Kasatgas Koordinasi Supervisi Pencegahan Korupsi Wilayah II KPK, Nana Mulyana mengatakan KPK mendukung penegakan aturan atau hukum bagi yang tidak taat kewajibannya sebagai wajib pungut. 

"Pemasang alat itu sebetulnya lebih memastikan bahwa hak-hak pemerintah daerah terkait pajak hotel dan restoran yang mereka pungut disetorkan ke kas daerah. Jangan sampai pajak yang dipungut tidak disetorkan dan Pemda punya angka berapa sebetulnya hak Pemda. Kalau tidak digunakan alat kita tidak tahu sebetulnya angka yang disetorkan itu berapa," kata Nana Mulyana, Kamis (30/9). 

Pihaknya juga mengatakan telah menegaskan kepada wali kota dan jajaran untuk melakukan mediasi dengan Bakso Sony, agar permasalahan segera terselesaikan. 

"Sudah saya tekankan kepada ibu wali kota dan OPD, kalau kita berharap telur jangan matikan ayamnya. Pasti ada yang bisa kita komunikasikan dengan baik, ini hanya riak-riak," ujarnya. 

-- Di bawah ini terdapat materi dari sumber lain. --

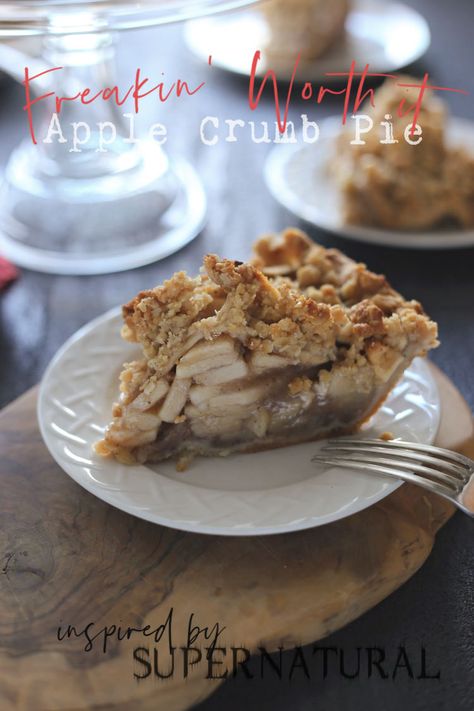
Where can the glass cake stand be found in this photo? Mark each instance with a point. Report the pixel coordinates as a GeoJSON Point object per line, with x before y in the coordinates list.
{"type": "Point", "coordinates": [113, 205]}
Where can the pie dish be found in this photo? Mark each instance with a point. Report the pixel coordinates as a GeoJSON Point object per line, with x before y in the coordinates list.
{"type": "Point", "coordinates": [403, 186]}
{"type": "Point", "coordinates": [298, 344]}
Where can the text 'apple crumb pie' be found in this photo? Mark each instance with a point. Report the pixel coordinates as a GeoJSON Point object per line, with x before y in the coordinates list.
{"type": "Point", "coordinates": [297, 344]}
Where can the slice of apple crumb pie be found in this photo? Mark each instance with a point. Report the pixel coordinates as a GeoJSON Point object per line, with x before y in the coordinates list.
{"type": "Point", "coordinates": [298, 344]}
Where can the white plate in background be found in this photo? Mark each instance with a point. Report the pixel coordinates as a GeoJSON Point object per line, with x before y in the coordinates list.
{"type": "Point", "coordinates": [386, 35]}
{"type": "Point", "coordinates": [297, 176]}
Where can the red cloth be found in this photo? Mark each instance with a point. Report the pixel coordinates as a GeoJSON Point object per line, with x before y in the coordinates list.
{"type": "Point", "coordinates": [8, 273]}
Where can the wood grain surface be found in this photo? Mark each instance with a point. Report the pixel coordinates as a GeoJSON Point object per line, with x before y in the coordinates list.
{"type": "Point", "coordinates": [70, 559]}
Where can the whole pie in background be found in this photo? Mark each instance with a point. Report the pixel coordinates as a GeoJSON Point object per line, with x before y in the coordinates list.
{"type": "Point", "coordinates": [309, 27]}
{"type": "Point", "coordinates": [297, 344]}
{"type": "Point", "coordinates": [403, 186]}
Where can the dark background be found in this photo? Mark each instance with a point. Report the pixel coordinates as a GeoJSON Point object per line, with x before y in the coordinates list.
{"type": "Point", "coordinates": [38, 312]}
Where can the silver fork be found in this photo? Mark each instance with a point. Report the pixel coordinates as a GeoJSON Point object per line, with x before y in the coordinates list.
{"type": "Point", "coordinates": [441, 471]}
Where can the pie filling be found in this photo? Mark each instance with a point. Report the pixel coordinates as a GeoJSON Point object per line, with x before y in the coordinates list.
{"type": "Point", "coordinates": [261, 355]}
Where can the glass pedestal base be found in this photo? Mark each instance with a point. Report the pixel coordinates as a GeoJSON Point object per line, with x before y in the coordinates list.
{"type": "Point", "coordinates": [97, 224]}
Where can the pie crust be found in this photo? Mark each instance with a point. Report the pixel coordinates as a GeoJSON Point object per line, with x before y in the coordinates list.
{"type": "Point", "coordinates": [297, 344]}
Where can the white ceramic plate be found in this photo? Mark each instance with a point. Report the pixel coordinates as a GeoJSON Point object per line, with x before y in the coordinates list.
{"type": "Point", "coordinates": [296, 174]}
{"type": "Point", "coordinates": [249, 494]}
{"type": "Point", "coordinates": [387, 35]}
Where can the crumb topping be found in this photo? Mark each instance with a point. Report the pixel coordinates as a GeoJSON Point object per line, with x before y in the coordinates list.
{"type": "Point", "coordinates": [294, 299]}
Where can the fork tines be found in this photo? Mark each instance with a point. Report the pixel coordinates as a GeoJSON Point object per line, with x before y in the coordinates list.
{"type": "Point", "coordinates": [441, 466]}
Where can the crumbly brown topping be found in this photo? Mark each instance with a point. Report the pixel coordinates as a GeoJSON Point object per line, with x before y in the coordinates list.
{"type": "Point", "coordinates": [324, 303]}
{"type": "Point", "coordinates": [403, 186]}
{"type": "Point", "coordinates": [298, 317]}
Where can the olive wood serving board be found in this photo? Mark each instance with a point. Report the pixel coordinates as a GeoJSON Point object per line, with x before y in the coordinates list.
{"type": "Point", "coordinates": [67, 558]}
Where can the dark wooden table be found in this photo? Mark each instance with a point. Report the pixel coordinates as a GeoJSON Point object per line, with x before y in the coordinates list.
{"type": "Point", "coordinates": [435, 608]}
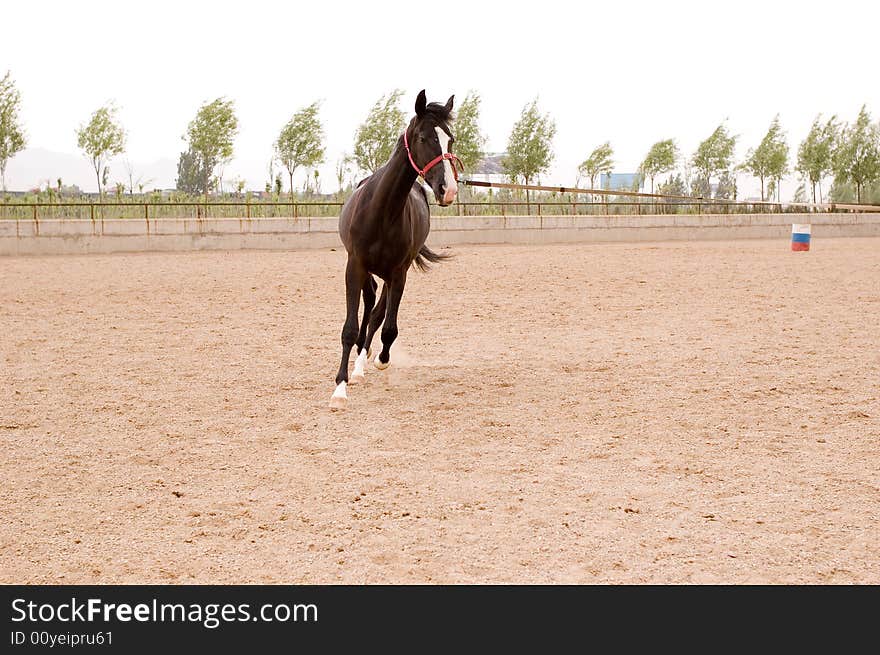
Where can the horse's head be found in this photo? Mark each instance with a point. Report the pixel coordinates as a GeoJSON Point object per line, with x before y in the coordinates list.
{"type": "Point", "coordinates": [428, 141]}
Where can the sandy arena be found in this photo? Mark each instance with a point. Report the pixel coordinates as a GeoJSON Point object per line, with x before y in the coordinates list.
{"type": "Point", "coordinates": [698, 412]}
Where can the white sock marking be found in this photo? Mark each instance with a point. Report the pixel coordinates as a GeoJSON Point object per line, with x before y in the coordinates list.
{"type": "Point", "coordinates": [340, 391]}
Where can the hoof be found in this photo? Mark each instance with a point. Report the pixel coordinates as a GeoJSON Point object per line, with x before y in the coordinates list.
{"type": "Point", "coordinates": [339, 398]}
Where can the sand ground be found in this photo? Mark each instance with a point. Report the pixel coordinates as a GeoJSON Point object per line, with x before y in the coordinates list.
{"type": "Point", "coordinates": [624, 413]}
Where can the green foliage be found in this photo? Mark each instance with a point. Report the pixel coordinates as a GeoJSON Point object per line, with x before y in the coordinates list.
{"type": "Point", "coordinates": [12, 137]}
{"type": "Point", "coordinates": [376, 137]}
{"type": "Point", "coordinates": [661, 158]}
{"type": "Point", "coordinates": [726, 189]}
{"type": "Point", "coordinates": [191, 173]}
{"type": "Point", "coordinates": [101, 138]}
{"type": "Point", "coordinates": [857, 156]}
{"type": "Point", "coordinates": [530, 146]}
{"type": "Point", "coordinates": [211, 135]}
{"type": "Point", "coordinates": [300, 141]}
{"type": "Point", "coordinates": [712, 157]}
{"type": "Point", "coordinates": [770, 159]}
{"type": "Point", "coordinates": [601, 160]}
{"type": "Point", "coordinates": [815, 154]}
{"type": "Point", "coordinates": [675, 186]}
{"type": "Point", "coordinates": [469, 141]}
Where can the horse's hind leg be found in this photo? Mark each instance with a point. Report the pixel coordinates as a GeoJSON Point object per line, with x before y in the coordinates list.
{"type": "Point", "coordinates": [355, 276]}
{"type": "Point", "coordinates": [357, 375]}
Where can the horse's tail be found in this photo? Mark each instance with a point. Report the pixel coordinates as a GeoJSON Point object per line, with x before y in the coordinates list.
{"type": "Point", "coordinates": [426, 256]}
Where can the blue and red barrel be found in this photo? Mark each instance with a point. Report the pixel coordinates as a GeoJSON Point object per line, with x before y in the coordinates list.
{"type": "Point", "coordinates": [800, 237]}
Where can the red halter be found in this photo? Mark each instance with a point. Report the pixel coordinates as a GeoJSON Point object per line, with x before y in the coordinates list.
{"type": "Point", "coordinates": [446, 155]}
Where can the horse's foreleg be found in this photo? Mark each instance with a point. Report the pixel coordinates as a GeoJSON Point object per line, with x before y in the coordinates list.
{"type": "Point", "coordinates": [357, 375]}
{"type": "Point", "coordinates": [376, 318]}
{"type": "Point", "coordinates": [355, 276]}
{"type": "Point", "coordinates": [389, 328]}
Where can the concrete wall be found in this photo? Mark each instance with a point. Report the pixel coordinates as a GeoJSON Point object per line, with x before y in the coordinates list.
{"type": "Point", "coordinates": [44, 237]}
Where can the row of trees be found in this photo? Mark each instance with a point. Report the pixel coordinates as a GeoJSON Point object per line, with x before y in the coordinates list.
{"type": "Point", "coordinates": [851, 153]}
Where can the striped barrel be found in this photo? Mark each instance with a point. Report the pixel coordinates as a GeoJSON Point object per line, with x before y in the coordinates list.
{"type": "Point", "coordinates": [800, 237]}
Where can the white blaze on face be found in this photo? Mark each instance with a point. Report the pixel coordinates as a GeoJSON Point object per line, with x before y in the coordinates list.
{"type": "Point", "coordinates": [449, 177]}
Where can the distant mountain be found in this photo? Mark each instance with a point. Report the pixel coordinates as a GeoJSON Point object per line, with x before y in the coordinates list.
{"type": "Point", "coordinates": [34, 166]}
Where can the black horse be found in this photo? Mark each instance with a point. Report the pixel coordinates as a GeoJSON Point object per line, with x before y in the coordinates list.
{"type": "Point", "coordinates": [384, 226]}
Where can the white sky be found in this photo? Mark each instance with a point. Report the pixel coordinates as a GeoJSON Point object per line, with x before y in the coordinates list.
{"type": "Point", "coordinates": [629, 72]}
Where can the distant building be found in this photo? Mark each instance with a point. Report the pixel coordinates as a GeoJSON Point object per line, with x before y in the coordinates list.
{"type": "Point", "coordinates": [489, 169]}
{"type": "Point", "coordinates": [621, 181]}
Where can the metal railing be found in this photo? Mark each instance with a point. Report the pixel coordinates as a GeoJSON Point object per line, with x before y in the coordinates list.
{"type": "Point", "coordinates": [316, 209]}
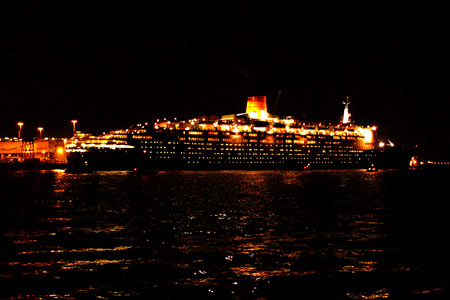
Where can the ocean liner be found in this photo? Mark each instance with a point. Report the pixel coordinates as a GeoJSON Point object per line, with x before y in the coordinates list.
{"type": "Point", "coordinates": [255, 139]}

Lebih lanjut, KPK tidak bisa bertindak tegas terkait permasalahan tapping box, yang bisa bertindak adalah Pemda terkait bukan KPK. 

"Kami hanya menegakkan aturan, bahwa hotel dan restoran wajib dikenakan pajak daerah. Pemda juga menerapkan sistem dan prosedurnya agar pajak itu dipungut dan disetorkan. Untuk menyetor Pemda itu harus tahu jumlah, sehingga di pasang tapping box," jelasnya.